How many of you have used the phrase “getting old sucks” when talking about the aches and pains you experience? What if I told you aches and pains are not a part of getting old and your brain has the power to change your body?

When we experience aches and pains, our body is letting us know that something isn’t quite right. Being proactive about your painful symptoms will decrease the rate of degeneration and injury over time. Ignoring these signs will lead to an increased rate of degeneration and the risk of injury over time. 

Pain, tightness, and lack of mobility are all signs of a much bigger picture. Abnormal joint pressures causing osteoarthritis are due to tight muscles surrounding the joint. The tight muscles around the joint area due to overusing these muscles over time. This would be considered a compensation due to weakness in the antagonist or opposite muscle group. But what controls the use of these muscle groups? The brain of course. Let’s break this down.

The brain fires muscles in sequential and habitual patterns that are learned throughout our life. From birth, most of these motor patterns are perfect, or we wouldn’t roll over for the very first time. As we grow older, our environment (injuries, desk job, lifestyle, school) gets in the way and messes up our once perfect motor patterns. Next, the adaptation phase kicks in and ingrains a compensating movement pattern because of overuse/underuse. Understand when one muscle group is overused, its antagonist or opposite muscle is inhibited, neurologically, from use. This is also true in the opposite direction. If a muscle group is never used, the opposite muscle becomes highly facilitated. This can easily be observed in stroke patients. If we have faulty movement patterns, we generate overuse/underuse which is the basis for all acute and chronic injuries that are non-traumatic. 

The goal? Do not ignore tightness, pain, lack of mobility, or any other abnormal symptom. Understand that the brain is in control and unless the movement pattern is fixed, your problem will always come back. It’s also important to understand that any intervention that focuses on the joint, muscle, tendon, ligament alone would be considered Band-Aid care. Band-Aid care focuses on the painful symptom but never fixes the cause. Examples would be massage, dry needling, adjustments, stretching, steroid injections, single-joint exercises, PRP, etc.

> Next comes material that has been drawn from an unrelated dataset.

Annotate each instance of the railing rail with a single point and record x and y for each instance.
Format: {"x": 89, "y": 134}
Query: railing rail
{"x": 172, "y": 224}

Staying youthful is an art. If it were easy then 1 in 2 Americans wouldn’t have a musculoskeletal condition. Your goal is to decrease the risk of injury and degeneration over time and not rely on Band-Aid care to temporarily get you out of pain. Use your pain as a warning sign, not an adage of getting old. Continue to excel at doing the things you love, and don’t fearfully wait until your body cannot handle the task.